Pensjonat na ulicy nieważnejakiej - część 1 - weronika371
Proza » Inne » Pensjonat na ulicy nieważnejakiej - część 1
A A A

Pana X zamieszkującego pensjonat na ulicy nieważnejakiej punktualnie o godzinie 9 rano w poniedziałek zbudziły okrzyki „WOLNOŚĆ, LÓWNOŚĆ, BLATELSTWO”. Pan X przewrócił się na lewy bok i cicho jęknął, próbując zakryć głowę poduszką. To pozorne zabezpieczenie nie ochroniło go jednak przez potokiem pseudointelektualnego bełkotu który niczym kataryniarz wchodzący do autobusu wdzierał się gwałtownie do jego narządów słuchowych. Mężczyzna położył się na wznak na łożku i przez chwilę słuchał dobiegającego z pokoju głosu, który jednak przez seplenienie nie mógł być w pełni zrozumiały. Bastylia…zdobycie Bastylii było wydazeniem psełomowym…ale to był dopielo pocontek…ja, legitymista…Malia Antonina…wydazenie psełomowe..tellol jakobinów. Pan X wiedział, że mówcą był nie kto inny jak Pan L, zamieszkujący sąsiedni pokój od prawie 30 lat, na życie zarabiający jako motorniczy tramwaju.
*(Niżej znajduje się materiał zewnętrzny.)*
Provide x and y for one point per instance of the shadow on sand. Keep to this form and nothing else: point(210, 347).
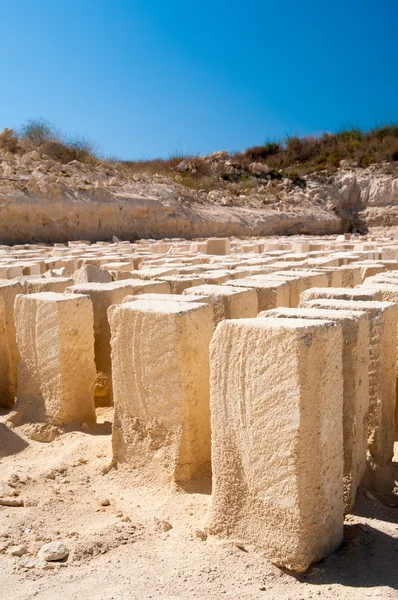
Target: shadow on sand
point(10, 442)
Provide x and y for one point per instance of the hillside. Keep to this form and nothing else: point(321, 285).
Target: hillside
point(54, 191)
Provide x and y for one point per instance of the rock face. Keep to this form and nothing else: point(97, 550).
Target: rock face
point(355, 328)
point(56, 370)
point(382, 370)
point(274, 408)
point(76, 215)
point(160, 361)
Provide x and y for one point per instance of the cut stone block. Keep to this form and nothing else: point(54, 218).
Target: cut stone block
point(355, 327)
point(160, 359)
point(179, 284)
point(382, 371)
point(8, 291)
point(270, 293)
point(91, 273)
point(277, 437)
point(7, 389)
point(218, 246)
point(160, 298)
point(34, 285)
point(359, 293)
point(229, 302)
point(103, 295)
point(56, 371)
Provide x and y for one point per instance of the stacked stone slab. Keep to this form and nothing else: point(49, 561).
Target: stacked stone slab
point(276, 405)
point(229, 302)
point(355, 328)
point(359, 293)
point(8, 343)
point(102, 297)
point(382, 371)
point(160, 359)
point(270, 294)
point(56, 371)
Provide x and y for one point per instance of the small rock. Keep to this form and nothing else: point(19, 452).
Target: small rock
point(30, 563)
point(163, 525)
point(18, 550)
point(239, 544)
point(53, 551)
point(183, 167)
point(259, 169)
point(11, 502)
point(368, 495)
point(34, 155)
point(202, 535)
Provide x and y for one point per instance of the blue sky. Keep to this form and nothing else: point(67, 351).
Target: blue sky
point(148, 78)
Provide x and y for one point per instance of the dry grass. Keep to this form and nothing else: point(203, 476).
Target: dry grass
point(293, 158)
point(51, 142)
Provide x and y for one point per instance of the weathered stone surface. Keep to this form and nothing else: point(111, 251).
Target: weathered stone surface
point(382, 370)
point(53, 551)
point(56, 370)
point(160, 358)
point(34, 285)
point(229, 302)
point(355, 328)
point(9, 362)
point(91, 274)
point(270, 293)
point(276, 403)
point(358, 293)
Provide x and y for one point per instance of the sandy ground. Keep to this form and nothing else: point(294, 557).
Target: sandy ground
point(143, 544)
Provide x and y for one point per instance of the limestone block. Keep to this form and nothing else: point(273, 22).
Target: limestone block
point(7, 389)
point(359, 293)
point(351, 275)
point(56, 371)
point(219, 246)
point(276, 404)
point(34, 285)
point(160, 360)
point(355, 327)
point(91, 273)
point(216, 277)
point(8, 291)
point(160, 298)
point(270, 293)
point(103, 295)
point(382, 370)
point(229, 302)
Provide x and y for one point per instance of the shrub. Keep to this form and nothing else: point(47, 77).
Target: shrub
point(38, 132)
point(52, 142)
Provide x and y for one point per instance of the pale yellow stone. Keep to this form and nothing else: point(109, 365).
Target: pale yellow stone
point(277, 437)
point(229, 302)
point(355, 327)
point(56, 370)
point(383, 318)
point(160, 361)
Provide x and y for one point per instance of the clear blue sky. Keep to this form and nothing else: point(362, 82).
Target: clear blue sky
point(146, 78)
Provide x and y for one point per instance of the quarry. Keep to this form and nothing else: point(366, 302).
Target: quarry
point(210, 417)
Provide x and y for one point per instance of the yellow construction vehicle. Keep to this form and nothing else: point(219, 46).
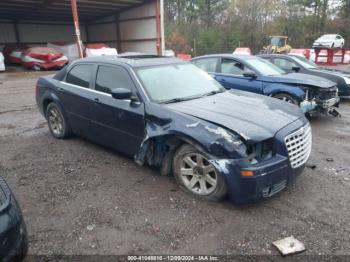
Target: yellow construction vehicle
point(278, 45)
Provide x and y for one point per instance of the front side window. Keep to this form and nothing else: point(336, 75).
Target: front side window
point(80, 75)
point(177, 82)
point(208, 64)
point(109, 78)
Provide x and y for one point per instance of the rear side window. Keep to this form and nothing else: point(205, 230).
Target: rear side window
point(80, 75)
point(109, 78)
point(284, 64)
point(209, 64)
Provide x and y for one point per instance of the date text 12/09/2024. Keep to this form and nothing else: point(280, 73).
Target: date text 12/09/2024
point(173, 258)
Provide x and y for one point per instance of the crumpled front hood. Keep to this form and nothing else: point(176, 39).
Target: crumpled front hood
point(300, 79)
point(253, 117)
point(333, 72)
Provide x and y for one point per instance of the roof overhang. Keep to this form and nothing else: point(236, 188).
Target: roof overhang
point(60, 10)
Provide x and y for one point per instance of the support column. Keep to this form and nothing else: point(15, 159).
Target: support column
point(76, 26)
point(117, 26)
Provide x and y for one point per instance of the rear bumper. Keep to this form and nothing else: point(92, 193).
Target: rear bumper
point(13, 233)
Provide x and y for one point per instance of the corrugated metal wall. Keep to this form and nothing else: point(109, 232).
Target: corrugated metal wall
point(34, 33)
point(137, 31)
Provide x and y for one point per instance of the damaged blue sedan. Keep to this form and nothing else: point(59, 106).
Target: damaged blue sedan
point(168, 113)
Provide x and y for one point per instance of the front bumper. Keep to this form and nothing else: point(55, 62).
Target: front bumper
point(315, 107)
point(270, 176)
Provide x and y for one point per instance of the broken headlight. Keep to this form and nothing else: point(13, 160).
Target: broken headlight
point(260, 152)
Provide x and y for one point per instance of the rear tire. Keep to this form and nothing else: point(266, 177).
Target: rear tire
point(286, 98)
point(196, 175)
point(58, 125)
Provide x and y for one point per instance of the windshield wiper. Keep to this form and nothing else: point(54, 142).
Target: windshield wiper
point(175, 100)
point(181, 99)
point(213, 93)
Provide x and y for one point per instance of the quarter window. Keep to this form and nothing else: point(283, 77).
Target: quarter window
point(80, 75)
point(109, 78)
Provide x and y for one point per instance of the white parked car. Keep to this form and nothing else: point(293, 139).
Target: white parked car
point(329, 41)
point(2, 63)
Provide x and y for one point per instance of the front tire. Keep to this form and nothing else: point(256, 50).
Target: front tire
point(196, 175)
point(58, 125)
point(286, 98)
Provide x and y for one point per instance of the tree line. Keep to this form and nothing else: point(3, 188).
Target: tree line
point(212, 26)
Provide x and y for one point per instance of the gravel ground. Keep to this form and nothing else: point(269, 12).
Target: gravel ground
point(80, 198)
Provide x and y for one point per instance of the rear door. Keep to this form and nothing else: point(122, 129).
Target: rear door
point(117, 123)
point(76, 98)
point(231, 76)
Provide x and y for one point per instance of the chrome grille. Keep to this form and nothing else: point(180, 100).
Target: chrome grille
point(299, 146)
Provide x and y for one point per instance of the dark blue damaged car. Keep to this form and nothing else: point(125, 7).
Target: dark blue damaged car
point(315, 95)
point(167, 113)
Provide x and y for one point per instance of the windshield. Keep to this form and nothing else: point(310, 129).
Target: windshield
point(264, 67)
point(173, 83)
point(305, 62)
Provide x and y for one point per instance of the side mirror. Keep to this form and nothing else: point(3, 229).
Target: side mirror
point(250, 75)
point(121, 93)
point(296, 69)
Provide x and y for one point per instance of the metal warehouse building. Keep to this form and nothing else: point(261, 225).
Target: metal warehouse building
point(128, 25)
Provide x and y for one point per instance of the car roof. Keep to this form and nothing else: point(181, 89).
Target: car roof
point(243, 57)
point(133, 60)
point(327, 35)
point(274, 55)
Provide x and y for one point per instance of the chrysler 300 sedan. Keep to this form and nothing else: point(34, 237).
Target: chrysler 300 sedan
point(168, 113)
point(253, 74)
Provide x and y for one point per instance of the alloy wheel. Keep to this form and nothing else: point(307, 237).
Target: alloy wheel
point(198, 174)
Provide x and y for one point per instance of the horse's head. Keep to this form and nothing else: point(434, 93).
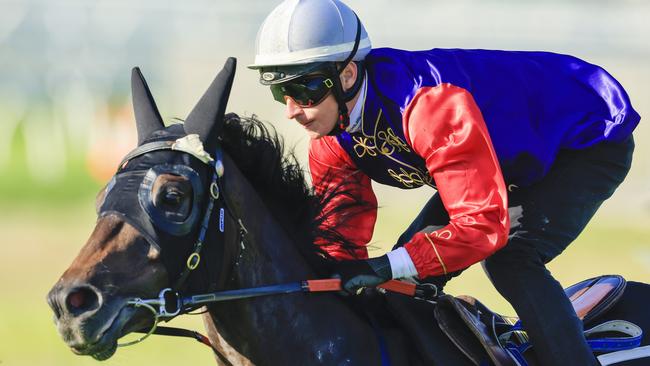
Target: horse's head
point(150, 215)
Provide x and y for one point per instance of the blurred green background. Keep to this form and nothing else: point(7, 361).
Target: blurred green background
point(67, 120)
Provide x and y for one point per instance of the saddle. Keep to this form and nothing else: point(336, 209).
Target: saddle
point(486, 337)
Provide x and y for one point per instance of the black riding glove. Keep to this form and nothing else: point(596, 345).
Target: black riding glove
point(356, 274)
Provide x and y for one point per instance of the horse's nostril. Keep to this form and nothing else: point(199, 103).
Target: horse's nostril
point(81, 300)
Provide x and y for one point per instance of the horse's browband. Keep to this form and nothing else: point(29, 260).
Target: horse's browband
point(190, 144)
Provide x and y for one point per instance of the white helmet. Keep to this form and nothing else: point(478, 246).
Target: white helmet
point(299, 32)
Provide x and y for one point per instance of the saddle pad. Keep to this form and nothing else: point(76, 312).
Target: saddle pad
point(476, 330)
point(593, 297)
point(464, 321)
point(416, 318)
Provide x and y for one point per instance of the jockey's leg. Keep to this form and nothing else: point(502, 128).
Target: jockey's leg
point(545, 219)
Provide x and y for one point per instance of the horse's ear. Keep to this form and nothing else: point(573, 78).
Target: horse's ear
point(147, 117)
point(206, 119)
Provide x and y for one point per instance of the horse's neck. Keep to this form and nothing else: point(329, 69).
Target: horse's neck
point(322, 326)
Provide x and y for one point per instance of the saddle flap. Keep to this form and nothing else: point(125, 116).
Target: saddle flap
point(593, 297)
point(463, 319)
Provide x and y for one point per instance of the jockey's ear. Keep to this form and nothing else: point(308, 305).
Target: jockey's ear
point(206, 119)
point(147, 117)
point(349, 76)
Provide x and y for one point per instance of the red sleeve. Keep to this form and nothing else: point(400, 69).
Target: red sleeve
point(445, 127)
point(332, 169)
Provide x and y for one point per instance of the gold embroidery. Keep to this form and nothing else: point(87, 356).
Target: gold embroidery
point(364, 145)
point(391, 142)
point(410, 179)
point(386, 143)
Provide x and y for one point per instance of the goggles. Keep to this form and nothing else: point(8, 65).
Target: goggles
point(307, 91)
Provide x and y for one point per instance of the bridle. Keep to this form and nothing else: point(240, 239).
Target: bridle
point(171, 303)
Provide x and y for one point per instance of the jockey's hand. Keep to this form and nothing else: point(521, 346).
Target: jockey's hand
point(356, 274)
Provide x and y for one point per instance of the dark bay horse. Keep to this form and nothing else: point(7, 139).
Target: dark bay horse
point(149, 221)
point(213, 204)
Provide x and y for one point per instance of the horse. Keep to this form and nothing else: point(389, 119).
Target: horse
point(212, 206)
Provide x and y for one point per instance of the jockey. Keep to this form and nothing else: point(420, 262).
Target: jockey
point(521, 147)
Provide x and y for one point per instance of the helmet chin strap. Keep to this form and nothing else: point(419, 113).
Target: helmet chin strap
point(339, 94)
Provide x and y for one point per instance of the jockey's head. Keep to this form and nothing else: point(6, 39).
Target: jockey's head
point(310, 53)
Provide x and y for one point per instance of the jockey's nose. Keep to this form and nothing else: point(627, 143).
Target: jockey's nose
point(74, 301)
point(293, 109)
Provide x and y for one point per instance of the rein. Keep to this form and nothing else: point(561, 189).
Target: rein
point(171, 303)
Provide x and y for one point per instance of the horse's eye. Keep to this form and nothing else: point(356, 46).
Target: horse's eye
point(172, 197)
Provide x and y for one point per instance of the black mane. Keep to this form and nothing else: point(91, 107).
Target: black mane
point(277, 177)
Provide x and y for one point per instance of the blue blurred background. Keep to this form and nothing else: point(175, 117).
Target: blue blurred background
point(66, 118)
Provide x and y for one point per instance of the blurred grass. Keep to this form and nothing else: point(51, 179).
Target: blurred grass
point(40, 240)
point(18, 185)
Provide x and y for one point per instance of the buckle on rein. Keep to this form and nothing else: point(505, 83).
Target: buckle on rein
point(169, 304)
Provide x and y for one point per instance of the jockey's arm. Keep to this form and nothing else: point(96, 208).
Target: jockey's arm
point(444, 126)
point(332, 170)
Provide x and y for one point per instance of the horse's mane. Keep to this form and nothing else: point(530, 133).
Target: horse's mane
point(259, 152)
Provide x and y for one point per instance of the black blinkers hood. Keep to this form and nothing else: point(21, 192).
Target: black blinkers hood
point(128, 196)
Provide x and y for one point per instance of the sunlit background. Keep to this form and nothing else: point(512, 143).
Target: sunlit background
point(66, 119)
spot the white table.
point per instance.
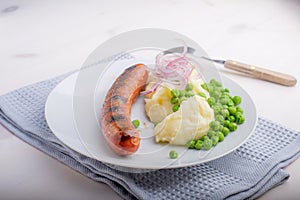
(42, 39)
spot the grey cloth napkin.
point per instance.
(246, 173)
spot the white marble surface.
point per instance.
(42, 39)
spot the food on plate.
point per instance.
(191, 121)
(187, 111)
(161, 103)
(180, 115)
(116, 124)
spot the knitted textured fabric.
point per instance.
(246, 173)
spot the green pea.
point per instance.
(231, 118)
(226, 90)
(211, 133)
(181, 99)
(214, 125)
(175, 108)
(225, 131)
(226, 123)
(232, 126)
(191, 144)
(198, 144)
(230, 103)
(217, 108)
(232, 110)
(240, 119)
(237, 100)
(224, 100)
(225, 113)
(215, 83)
(181, 93)
(205, 137)
(221, 137)
(175, 93)
(215, 140)
(204, 86)
(174, 100)
(135, 123)
(216, 94)
(211, 101)
(238, 113)
(220, 119)
(189, 87)
(201, 94)
(207, 144)
(189, 94)
(239, 109)
(173, 154)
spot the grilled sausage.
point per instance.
(116, 124)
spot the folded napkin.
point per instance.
(246, 173)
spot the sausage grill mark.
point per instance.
(116, 125)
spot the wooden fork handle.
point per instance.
(261, 73)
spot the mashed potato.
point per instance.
(158, 105)
(190, 122)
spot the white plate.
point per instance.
(60, 117)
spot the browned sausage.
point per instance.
(116, 124)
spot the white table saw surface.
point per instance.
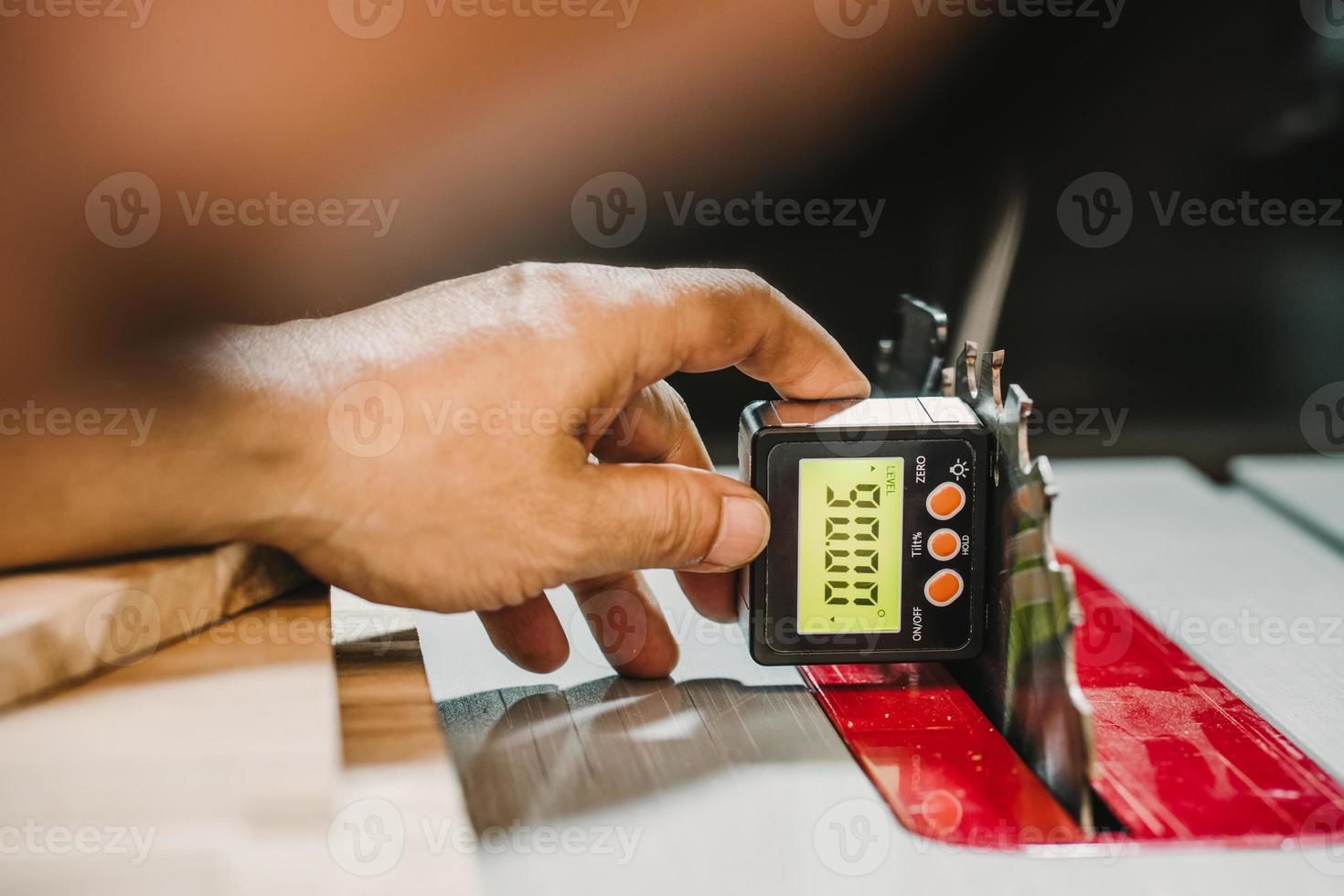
(1307, 488)
(720, 779)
Pan L był postacią pełną sprzeczności. Największym jego pragnieniem było budzenie podziwu i szacunku wśród innych, jednak nie będąc w stanie budzić go swoją osobowością i charakterem próbował budzić go poprzez próby zaimponowania innym swoją wiedzą polityczno historyczną i historyczno polityczną (kolejność dowolna). Pan L działał w systemie tygodniowym, poświęcał jednej tematyce tydzień – od poniedziałku do poniedziałku każdego ranka zaczynał terroryzować innych pensjonariuszy swoimi przemowami, a kończył dopiero wieczorem. Zapowiadało się na to, iż ten tydzień poświęcony będzie rewolucji francuskiej. Pan X już dawno porzucił próby znalezienia jakiejkolwiek logiki w działaniach Pana L, bowiem tematy omawiane przez niego nie łączyły się w żaden sposób ani z sobą, ani z obecnymi wydarzeniami politycznymi, ani w ogóle z niczym innym. Przykładowo, zeszły tydzień poświęcony był cesarstwu zachodniorzymskiemu, dwa tygodnie temu mieszkańcy pensjonatu odbierali lekcję o kompletnym i całkowitym przebiegu bitwy pod Grunwaldem (Glundwaldem), trzy tygodnie temu Pan L obszernie opowiadał o Rasputinie, a cztery – o ustroju politycznym na wyspie Maui.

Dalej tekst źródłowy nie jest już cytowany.